The emergence of African swine fever is a major threat to China. The country has more than half the world’s swine, and pork is the country’s principal source of dietary protein. Besides being capable of killing every domestic pig it infects, the virus is highly contagious and persistent. There’s no vaccine to protect hogs from catching it and culling infected animals and imposing strict containment measures are the way to limit further spread.

“Outbreaks could become quite serious,” said Qiu Huaji, a researcher with the Chinese Academy of Agricultural Sciences’ Harbin Veterinary Research Institute. “The affected regions may be wider than earlier expected.”

Trucked 1,400 Miles

Thirty pigs killed by the virus in Zhengzhou, in Henan province, had been legally transported about 1,400 miles from a live swine market in Heli, a town near Jiamusi in Heilongjiang province, according to Zhang Zhongqiu, the director general of the China Animal Disease Control Center.

Transportation of livestock across such distances will expand the area potentially exposed to the virus, complicating disease surveillance and control, especially with millions of smallholder-farmers less likely to understand the threat and to report cases, Qiu said.

Authorities have launched intensive nationwide checks on individual farms and offered to compensate farmers for any loss of livestock.
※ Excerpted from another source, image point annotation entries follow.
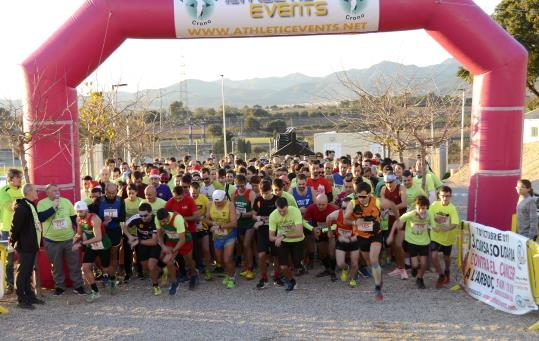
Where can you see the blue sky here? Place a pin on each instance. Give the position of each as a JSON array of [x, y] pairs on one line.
[[26, 24]]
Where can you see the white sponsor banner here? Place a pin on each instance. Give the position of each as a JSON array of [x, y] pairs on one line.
[[496, 269], [248, 18]]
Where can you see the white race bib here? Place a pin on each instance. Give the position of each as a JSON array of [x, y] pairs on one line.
[[59, 224], [444, 220], [345, 233], [172, 235], [420, 228], [113, 213], [365, 226], [97, 246]]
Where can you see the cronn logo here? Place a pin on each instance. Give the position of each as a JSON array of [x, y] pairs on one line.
[[199, 9], [354, 6]]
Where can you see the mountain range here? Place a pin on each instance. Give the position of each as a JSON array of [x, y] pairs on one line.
[[300, 89]]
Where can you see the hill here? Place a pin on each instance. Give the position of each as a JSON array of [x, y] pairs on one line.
[[301, 89], [530, 167]]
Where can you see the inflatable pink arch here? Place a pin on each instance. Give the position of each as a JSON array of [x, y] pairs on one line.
[[99, 27]]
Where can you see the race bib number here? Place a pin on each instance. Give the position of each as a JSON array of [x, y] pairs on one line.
[[365, 226], [59, 224], [441, 219], [113, 213], [286, 229], [172, 235], [97, 246], [200, 227], [240, 210], [345, 233], [420, 228], [221, 232]]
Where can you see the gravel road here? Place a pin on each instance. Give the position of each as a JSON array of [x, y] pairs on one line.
[[318, 309]]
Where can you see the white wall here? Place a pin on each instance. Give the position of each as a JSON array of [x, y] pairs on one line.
[[527, 133], [344, 143]]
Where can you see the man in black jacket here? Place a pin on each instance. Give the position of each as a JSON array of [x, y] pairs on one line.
[[26, 238]]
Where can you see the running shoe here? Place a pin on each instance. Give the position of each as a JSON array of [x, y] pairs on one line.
[[278, 281], [58, 292], [193, 282], [344, 275], [404, 274], [440, 282], [364, 272], [231, 284], [262, 284], [79, 291], [290, 285], [447, 277], [173, 288], [164, 277], [378, 296], [113, 286], [396, 272], [92, 296], [323, 273], [333, 276]]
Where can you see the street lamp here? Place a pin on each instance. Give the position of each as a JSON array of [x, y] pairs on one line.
[[462, 128], [115, 87], [224, 114]]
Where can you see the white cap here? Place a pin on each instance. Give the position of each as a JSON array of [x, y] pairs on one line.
[[81, 206], [218, 195]]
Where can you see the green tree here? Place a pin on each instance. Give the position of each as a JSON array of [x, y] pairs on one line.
[[178, 111], [215, 130], [251, 124], [521, 19], [276, 126], [218, 146]]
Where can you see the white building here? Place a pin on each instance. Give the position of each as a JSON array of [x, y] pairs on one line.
[[531, 127], [345, 143]]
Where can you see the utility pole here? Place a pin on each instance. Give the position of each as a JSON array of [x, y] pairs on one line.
[[224, 114], [462, 128]]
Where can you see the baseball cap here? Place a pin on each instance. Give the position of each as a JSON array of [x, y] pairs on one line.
[[218, 195], [81, 206], [390, 177]]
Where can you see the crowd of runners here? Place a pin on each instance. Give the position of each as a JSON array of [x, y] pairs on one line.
[[269, 221]]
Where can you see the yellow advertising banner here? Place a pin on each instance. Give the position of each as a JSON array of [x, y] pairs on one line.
[[257, 18]]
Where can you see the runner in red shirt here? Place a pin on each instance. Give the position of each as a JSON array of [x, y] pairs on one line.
[[317, 214], [183, 204], [318, 183]]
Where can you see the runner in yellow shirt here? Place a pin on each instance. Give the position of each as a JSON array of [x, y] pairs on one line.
[[444, 233]]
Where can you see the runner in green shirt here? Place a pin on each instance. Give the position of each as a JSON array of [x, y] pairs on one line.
[[8, 195], [413, 189], [416, 236], [444, 233], [286, 231]]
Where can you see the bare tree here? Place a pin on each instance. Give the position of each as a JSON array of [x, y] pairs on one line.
[[397, 116], [22, 134]]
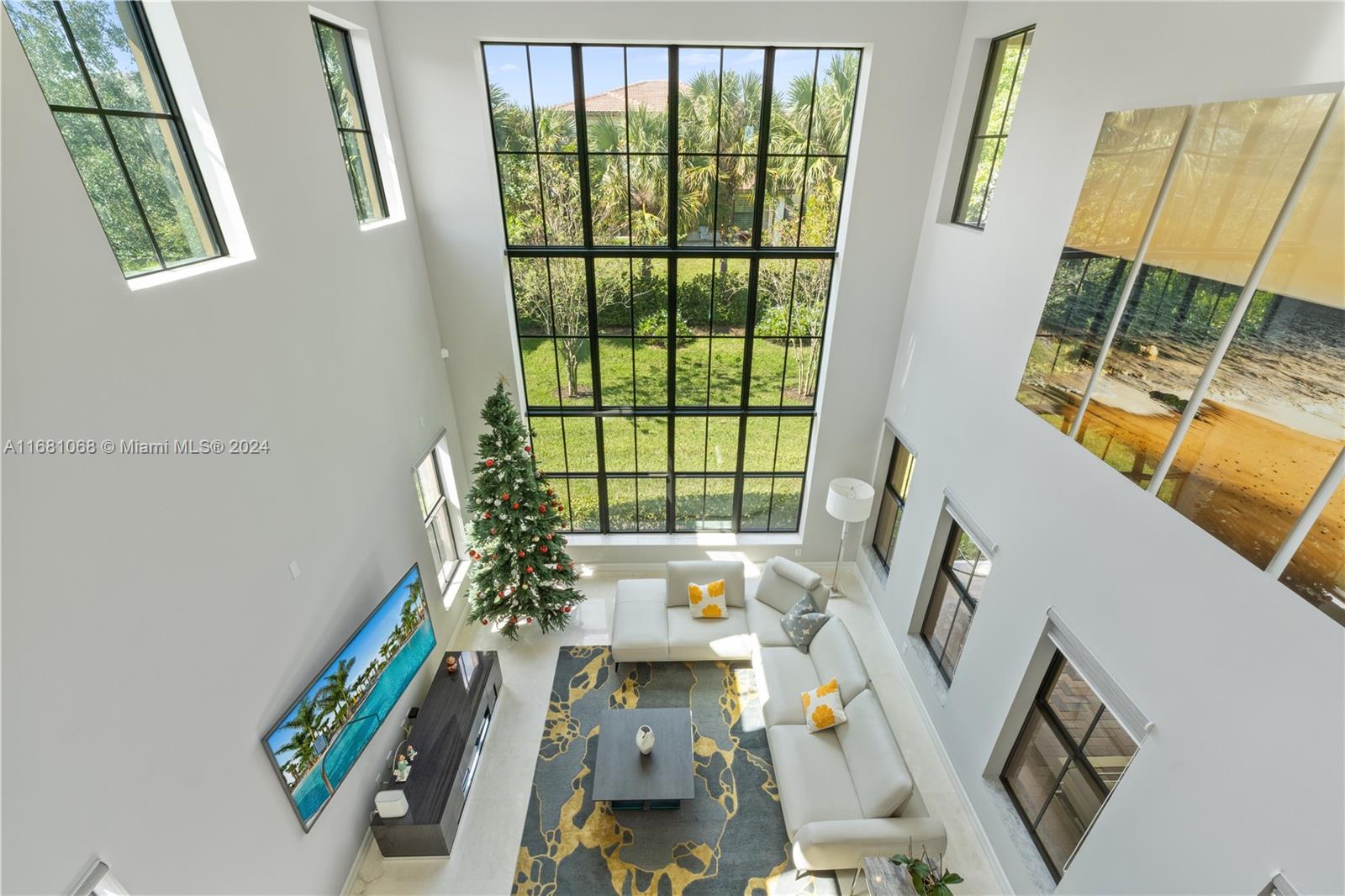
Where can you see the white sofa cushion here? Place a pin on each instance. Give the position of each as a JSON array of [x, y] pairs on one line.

The measures are intended to improve containment measures after an outbreak of another viral disease, porcine reproductive and respiratory syndrome virus, known as blue-ear disease in China, in 2006 caused the death of millions of pigs and led to a quadrupling in pork prices the following year.

“If farmers are reasonably compensated, they will not try sell their dead or sick hogs,” said Feng Yonghui, chief analyst with an industry portal www.soozhu.com. That will remove a major cause of disease-spread, he said.

Culling Sows

If outbreaks widen, farmers may be forced to cull breeding sows, limiting the supply of slaughter-age pigs in future years, said Zhu Zengyong, a researcher with the Chinese Academy of Agricultural Sciences’ Agricultural Information Institute. So far, 20,000 to 30,000 hogs have been culled, he said.

China has the world’s largest swine herd with 433 million head as of December, according to the agriculture ministry. Pork production may reach 54.2 million metric tons this year, a quantity more than six times greater than the amount traded on the global market, according to the U.S. Department of Agriculture.

China’s pork supply is predicted to exceed demand this year. The slaughtering of breeding sows may buoy domestic pork prices over the following two years and prompt the country to import more pork in 2019, said Pan Chenjun, an analyst with Rabobank in Hong Kong.

Weak domestic pork prices this year prompted farmers to use more food scraps from restaurants, which were previously banned from being fed to pigs, Pan said. The practice raises the risk of pigs ingesting contaminated meat, causing the disease to spread, she said.